Airbyte Doubles Employee Count, Announces Additions to Leadership Team
Airbyte, creator of the fastest-growing open source data integration platform, has more than doubled the number of employees this year, adding 42 people to bring the total to 72 – with plans to grow to 200 by year-end. In this challenging time for companies to find qualified candidates with the unemployment rate for tech occupations at 1.7% in January, the company has added executives to lead finance, business development, and data policy.
With its growth trajectory and more than $181 million funding raised in 2021, Airbyte announced the company’s first hiring sprint in March. With Airbyte’s growth and success, the company has brought on new hires Otto Yeung as head of finance, Chris Tatarowicz as head of business development, and Patsy Bailin as head of data policy.
“These additions to our leadership team are strategically important representing key areas in helping us grow our business, focus on our relationships with developers, and ensure we have strong governance and policies that protect our users’ data,” said Michel Tricot, co-founder and CEO, Airbyte. “With the tough competition for talent, we are so lucky to have not only doubled our workforce this year alone, but to have a strong team in place that is focused on users to help us reach our goals this year.”
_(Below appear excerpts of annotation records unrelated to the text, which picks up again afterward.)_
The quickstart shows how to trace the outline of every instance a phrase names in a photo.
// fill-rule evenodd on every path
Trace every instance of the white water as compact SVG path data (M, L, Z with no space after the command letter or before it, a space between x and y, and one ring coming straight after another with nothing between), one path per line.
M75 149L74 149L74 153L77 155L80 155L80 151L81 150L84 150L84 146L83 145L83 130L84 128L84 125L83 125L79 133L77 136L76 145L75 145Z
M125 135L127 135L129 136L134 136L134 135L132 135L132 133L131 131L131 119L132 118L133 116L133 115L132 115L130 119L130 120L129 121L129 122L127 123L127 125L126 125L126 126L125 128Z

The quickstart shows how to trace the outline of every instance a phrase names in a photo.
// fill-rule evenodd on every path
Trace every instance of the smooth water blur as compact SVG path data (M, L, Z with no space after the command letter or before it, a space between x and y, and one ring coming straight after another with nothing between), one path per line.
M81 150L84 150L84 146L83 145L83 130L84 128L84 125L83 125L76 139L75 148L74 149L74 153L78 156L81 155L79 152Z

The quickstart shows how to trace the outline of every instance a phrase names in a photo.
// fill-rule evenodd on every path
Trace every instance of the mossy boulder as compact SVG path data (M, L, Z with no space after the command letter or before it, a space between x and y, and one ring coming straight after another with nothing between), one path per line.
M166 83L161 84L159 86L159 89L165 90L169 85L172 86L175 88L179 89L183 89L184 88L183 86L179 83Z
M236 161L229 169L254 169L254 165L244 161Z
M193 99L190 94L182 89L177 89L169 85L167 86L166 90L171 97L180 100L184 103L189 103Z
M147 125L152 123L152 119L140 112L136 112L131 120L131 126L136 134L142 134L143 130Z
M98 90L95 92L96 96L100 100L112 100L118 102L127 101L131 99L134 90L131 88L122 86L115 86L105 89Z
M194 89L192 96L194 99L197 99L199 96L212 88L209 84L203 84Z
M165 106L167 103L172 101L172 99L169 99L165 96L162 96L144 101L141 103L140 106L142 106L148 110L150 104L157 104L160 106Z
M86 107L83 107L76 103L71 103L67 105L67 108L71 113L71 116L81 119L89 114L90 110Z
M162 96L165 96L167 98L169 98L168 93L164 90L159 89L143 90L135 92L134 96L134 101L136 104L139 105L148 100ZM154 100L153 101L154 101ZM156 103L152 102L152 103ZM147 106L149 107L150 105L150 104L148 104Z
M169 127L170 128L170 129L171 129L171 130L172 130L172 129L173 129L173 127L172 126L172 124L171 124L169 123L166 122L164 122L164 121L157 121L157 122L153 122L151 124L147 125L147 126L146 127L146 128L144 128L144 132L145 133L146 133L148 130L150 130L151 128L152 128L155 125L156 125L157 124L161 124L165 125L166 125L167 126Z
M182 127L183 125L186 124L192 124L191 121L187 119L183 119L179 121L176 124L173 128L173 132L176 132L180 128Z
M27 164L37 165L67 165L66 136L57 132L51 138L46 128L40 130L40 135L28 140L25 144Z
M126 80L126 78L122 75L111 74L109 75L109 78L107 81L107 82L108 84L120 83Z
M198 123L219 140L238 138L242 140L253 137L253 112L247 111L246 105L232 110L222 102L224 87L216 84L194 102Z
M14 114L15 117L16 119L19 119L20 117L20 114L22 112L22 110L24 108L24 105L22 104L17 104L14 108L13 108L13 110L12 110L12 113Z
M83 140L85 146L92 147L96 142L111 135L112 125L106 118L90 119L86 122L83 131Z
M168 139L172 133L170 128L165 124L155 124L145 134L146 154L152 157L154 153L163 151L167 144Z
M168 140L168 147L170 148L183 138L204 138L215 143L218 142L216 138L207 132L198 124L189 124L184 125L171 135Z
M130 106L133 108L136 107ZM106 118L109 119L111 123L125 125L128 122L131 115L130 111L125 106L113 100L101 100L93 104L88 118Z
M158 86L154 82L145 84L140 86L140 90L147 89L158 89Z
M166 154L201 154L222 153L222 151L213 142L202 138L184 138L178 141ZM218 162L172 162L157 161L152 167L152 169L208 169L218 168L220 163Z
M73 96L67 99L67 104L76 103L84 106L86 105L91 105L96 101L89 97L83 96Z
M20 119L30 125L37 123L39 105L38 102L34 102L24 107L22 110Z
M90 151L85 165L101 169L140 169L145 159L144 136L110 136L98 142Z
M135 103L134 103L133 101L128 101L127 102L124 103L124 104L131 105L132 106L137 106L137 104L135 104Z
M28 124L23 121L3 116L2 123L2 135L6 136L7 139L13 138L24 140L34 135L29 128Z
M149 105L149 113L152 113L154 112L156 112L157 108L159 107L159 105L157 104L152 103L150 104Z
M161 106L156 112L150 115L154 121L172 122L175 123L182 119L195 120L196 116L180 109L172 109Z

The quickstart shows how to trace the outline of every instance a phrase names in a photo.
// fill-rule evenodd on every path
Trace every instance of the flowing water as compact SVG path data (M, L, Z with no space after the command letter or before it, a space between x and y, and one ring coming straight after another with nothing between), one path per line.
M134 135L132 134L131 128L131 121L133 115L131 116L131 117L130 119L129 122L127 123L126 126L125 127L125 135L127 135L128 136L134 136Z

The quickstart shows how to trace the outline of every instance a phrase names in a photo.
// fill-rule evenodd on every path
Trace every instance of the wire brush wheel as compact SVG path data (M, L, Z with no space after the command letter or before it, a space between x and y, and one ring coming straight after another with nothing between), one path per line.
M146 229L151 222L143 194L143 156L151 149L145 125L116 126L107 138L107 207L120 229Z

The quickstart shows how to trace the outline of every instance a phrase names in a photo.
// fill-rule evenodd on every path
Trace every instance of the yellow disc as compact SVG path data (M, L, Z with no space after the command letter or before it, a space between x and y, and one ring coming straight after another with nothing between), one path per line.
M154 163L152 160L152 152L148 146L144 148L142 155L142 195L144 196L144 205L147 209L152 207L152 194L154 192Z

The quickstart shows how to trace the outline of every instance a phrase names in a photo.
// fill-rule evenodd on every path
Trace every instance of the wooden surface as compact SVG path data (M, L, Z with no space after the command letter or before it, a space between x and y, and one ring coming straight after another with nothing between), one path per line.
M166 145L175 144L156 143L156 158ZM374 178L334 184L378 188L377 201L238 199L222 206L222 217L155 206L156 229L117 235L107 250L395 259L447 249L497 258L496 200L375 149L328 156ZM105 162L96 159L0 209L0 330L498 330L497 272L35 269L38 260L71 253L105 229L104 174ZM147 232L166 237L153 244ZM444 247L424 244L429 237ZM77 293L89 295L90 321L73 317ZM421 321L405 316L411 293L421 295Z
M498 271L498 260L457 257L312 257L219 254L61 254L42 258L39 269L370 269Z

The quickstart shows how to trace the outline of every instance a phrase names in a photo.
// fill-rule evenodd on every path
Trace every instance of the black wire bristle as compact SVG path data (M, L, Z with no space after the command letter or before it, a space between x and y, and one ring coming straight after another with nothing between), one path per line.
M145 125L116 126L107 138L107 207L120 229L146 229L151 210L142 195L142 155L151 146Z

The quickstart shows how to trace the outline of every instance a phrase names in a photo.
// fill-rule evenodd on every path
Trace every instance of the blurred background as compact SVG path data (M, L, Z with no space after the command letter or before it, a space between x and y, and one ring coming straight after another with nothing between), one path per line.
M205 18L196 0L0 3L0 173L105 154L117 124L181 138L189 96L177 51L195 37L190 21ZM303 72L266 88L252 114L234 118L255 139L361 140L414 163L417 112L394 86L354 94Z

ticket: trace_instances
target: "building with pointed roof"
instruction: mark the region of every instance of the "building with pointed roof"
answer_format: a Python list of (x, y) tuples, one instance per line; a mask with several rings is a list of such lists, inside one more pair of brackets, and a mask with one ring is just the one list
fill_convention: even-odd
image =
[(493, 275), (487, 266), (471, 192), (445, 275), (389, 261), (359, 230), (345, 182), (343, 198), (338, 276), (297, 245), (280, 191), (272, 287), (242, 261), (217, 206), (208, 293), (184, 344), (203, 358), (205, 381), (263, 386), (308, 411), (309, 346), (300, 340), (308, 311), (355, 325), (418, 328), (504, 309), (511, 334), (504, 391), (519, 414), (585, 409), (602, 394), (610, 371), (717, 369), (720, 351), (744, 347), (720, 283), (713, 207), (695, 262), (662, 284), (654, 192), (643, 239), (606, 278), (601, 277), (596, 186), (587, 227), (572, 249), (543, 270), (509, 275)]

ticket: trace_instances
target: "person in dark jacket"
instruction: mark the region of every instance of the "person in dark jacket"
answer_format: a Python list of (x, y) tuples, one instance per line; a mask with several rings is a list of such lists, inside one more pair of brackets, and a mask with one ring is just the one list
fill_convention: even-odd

With its growing community of 7,000 data practitioners and 300 contributors, Airbyte is redefining the standard of moving and consolidating data from different sources to data warehouses, data lakes, or databases in a process referred to as extract, load, and, when desired, transform (ELT). Over the past year and a half, more than 20,000 companies have used Airbyte to sync data from sources such as PostgreSQL, MySQL, Facebook Ads, Salesforce, Stripe, and connect to destinations that include Redshift, Snowflake, Databricks and BigQuery.
Airbyte’s open-source data integration solves two problems: First, companies always have to build and maintain data connectors on their own because most less popular “long tail” data connectors are not supported by closed-source ELT technologies. Second, data teams often have to do custom work around pre-built connectors to make them work within their unique data infrastructure.